Wednesday, March 17, 2010

Memory Lapse

Seven and ½ months ago, we left Arlington to make our way to Laramie.

Seven months ago, today, we took possession of what we now call home.

Recently, I have a hard time remembering my “pre-Laramie” existence.

I remember our friends, of course (and miss them terribly), and our house (but don’t think about it much anymore), and the teenager growing up, and school and work, etc.

Somehow, though, it feels as though I’ve lived here for a lot longer than seven months.

Now and then, I must admit, I do have an occasional bad spell.
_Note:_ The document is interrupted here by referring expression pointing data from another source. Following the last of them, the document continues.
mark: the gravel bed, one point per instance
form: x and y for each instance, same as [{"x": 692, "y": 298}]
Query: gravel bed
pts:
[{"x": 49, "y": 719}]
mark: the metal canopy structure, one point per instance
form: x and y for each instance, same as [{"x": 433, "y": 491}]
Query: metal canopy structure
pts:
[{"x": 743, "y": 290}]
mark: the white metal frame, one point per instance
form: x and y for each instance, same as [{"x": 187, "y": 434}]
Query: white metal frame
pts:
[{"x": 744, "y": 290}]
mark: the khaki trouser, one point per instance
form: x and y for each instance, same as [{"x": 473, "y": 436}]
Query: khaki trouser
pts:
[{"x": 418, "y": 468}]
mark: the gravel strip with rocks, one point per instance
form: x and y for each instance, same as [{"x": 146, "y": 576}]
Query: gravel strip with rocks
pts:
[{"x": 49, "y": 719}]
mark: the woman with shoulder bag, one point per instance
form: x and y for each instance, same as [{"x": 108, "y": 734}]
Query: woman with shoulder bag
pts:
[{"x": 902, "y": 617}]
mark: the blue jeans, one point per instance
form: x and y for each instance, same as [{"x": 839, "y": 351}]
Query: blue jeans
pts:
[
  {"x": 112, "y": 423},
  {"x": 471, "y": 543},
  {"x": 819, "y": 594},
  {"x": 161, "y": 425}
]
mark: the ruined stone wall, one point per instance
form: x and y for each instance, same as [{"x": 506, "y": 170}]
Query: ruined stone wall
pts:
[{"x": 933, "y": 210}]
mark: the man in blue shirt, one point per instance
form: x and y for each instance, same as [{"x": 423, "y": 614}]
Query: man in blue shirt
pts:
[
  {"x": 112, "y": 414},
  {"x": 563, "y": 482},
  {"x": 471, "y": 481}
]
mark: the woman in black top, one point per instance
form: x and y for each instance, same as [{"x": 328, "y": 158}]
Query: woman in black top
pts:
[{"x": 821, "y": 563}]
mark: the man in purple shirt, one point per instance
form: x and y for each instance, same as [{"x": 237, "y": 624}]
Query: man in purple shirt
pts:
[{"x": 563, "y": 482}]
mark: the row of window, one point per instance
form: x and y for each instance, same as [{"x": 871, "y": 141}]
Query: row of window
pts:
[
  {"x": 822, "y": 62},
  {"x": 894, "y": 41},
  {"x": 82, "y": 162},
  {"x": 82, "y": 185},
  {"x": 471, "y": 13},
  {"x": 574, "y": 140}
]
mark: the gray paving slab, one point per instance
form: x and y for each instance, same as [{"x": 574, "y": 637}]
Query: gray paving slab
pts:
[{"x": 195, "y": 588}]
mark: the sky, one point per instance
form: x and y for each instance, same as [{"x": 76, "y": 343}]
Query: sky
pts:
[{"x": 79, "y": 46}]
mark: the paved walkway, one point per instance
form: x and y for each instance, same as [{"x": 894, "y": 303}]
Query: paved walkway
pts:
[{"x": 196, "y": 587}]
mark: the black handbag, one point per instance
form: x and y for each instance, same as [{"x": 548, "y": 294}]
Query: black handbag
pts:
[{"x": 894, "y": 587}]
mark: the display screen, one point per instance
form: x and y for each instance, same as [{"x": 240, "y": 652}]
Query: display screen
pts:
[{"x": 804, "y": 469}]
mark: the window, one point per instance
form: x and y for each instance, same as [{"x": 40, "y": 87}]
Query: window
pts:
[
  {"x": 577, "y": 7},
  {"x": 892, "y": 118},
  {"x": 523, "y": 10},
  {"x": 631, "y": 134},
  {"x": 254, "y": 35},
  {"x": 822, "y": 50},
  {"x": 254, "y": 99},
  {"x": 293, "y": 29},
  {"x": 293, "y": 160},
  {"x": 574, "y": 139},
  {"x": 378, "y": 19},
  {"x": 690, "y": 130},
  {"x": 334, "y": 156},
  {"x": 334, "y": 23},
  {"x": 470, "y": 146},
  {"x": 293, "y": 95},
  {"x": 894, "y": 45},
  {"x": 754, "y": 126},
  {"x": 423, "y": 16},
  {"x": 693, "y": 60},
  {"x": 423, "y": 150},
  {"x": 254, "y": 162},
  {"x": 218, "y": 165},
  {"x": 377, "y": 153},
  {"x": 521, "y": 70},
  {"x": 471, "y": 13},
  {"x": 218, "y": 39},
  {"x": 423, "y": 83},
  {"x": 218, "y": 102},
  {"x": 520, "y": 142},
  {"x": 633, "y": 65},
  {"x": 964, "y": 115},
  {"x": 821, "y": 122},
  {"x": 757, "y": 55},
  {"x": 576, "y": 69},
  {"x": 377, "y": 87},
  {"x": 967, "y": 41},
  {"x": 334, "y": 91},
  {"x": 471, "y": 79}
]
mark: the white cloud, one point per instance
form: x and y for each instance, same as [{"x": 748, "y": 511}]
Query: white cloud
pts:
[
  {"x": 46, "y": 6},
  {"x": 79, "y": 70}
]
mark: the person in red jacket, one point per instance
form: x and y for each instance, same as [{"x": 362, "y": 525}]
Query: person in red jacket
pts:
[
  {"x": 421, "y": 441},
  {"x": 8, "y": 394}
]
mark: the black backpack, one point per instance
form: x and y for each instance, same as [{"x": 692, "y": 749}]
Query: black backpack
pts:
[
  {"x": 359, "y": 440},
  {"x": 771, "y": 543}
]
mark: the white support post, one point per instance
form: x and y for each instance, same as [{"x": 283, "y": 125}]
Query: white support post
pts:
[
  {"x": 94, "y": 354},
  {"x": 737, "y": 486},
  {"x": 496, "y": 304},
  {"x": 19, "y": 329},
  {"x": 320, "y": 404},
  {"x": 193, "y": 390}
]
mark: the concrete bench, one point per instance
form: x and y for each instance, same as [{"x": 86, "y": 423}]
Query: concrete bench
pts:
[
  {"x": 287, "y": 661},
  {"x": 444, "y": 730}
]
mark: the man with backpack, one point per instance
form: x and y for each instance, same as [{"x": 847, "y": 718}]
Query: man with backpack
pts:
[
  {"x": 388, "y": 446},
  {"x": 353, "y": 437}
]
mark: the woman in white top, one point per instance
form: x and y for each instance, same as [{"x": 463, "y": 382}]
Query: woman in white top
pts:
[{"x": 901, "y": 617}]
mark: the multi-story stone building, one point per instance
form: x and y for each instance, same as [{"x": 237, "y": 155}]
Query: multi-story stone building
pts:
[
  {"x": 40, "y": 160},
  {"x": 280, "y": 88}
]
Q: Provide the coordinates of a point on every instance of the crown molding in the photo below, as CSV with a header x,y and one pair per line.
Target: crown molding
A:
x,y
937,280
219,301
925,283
Like last month, when I wrote to a friend that I was feeling a bit adrift, between two worlds and just a tad schizophrenic.

It was the 6-month mark and I wasn’t thinking about our house much anymore, and I'd stopped calling VA "back home" and we were getting to know new people, but still missing old friends.
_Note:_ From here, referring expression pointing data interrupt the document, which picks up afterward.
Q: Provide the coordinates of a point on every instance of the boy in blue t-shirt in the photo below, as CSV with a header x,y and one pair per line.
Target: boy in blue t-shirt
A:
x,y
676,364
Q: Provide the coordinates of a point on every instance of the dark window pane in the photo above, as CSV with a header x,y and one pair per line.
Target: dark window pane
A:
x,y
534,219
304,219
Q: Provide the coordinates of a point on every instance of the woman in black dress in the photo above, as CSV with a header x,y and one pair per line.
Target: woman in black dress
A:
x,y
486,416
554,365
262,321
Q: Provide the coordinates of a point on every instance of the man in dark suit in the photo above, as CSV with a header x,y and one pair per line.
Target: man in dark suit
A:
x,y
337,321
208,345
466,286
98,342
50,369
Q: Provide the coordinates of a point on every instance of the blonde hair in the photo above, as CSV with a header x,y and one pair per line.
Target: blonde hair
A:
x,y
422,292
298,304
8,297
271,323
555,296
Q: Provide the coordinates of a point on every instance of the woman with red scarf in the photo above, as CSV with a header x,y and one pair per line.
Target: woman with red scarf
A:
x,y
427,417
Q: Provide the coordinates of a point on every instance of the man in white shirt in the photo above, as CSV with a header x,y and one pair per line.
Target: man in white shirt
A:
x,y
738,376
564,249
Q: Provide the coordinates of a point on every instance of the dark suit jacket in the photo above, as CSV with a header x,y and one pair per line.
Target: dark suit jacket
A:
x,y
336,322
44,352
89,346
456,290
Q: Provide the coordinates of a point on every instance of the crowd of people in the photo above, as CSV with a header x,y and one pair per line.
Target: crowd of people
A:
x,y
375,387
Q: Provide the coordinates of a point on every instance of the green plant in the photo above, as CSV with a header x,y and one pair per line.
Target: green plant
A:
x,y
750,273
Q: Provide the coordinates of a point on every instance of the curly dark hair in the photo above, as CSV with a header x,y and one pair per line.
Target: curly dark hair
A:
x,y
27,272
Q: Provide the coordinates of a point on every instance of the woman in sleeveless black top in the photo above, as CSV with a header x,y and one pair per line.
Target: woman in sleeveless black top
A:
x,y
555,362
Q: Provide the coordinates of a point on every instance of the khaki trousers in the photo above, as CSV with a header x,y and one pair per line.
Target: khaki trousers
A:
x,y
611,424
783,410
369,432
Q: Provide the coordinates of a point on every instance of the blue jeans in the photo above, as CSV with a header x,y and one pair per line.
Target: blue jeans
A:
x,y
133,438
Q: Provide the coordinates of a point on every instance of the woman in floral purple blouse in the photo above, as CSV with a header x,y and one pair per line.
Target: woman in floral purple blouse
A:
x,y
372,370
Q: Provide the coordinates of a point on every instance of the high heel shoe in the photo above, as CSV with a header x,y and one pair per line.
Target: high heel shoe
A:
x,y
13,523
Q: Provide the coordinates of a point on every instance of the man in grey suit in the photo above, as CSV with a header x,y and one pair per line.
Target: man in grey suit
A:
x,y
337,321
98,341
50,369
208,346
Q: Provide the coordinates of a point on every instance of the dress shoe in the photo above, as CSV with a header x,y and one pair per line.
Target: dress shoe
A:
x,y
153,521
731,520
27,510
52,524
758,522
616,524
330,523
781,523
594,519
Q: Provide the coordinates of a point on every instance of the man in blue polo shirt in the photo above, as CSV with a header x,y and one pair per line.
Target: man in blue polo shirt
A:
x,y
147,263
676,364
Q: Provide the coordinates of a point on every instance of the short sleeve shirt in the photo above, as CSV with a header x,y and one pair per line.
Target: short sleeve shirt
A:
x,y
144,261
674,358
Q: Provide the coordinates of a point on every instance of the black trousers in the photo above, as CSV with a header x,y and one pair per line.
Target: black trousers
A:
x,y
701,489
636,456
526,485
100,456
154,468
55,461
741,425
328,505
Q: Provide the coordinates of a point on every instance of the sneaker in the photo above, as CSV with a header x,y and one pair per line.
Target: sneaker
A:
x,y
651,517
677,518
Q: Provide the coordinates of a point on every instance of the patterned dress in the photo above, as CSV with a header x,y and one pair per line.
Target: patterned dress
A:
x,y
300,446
I told her that when it was all new and different, it was like being on a temporary adventure, even though I knew it was for long term.

I told her that the longer I'm here, the more I can see myself staying here, for awhile at least, and then I’d wonder: who am I, where am I going and where do I belong?

She in turn told me that my feelings were natural and that there is a time when it stops being a new adventure and one has to settle into the reality of what has occurred.

Somehow, her words helped. I’m not sure if I’m there yet, where reality sets in, but I must be pretty close.

I realized months ago that I wasn’t in a dream, that I wouldn’t wake up and find myself in my bed, back on Utah Street, but rather that "this is in fact it," our new life.

Sometimes I’m still amazed that we did it, the Legal Dude and I, two middle-aged fogies who somehow managed to make a huge life change when we can’t even decide on plans for the weekend.

The Legal Dude has been back, to D.C., thrice now. He’s gotten to see friends, be in his office and eat at familiar restaurants.

I’ve yet to go back, and wonder what it will be like when I return for a visit in June.

Will it feel strange? Will I cry? Will I remember my life there?

Will I remember there that my life now, is back here, in Laramie?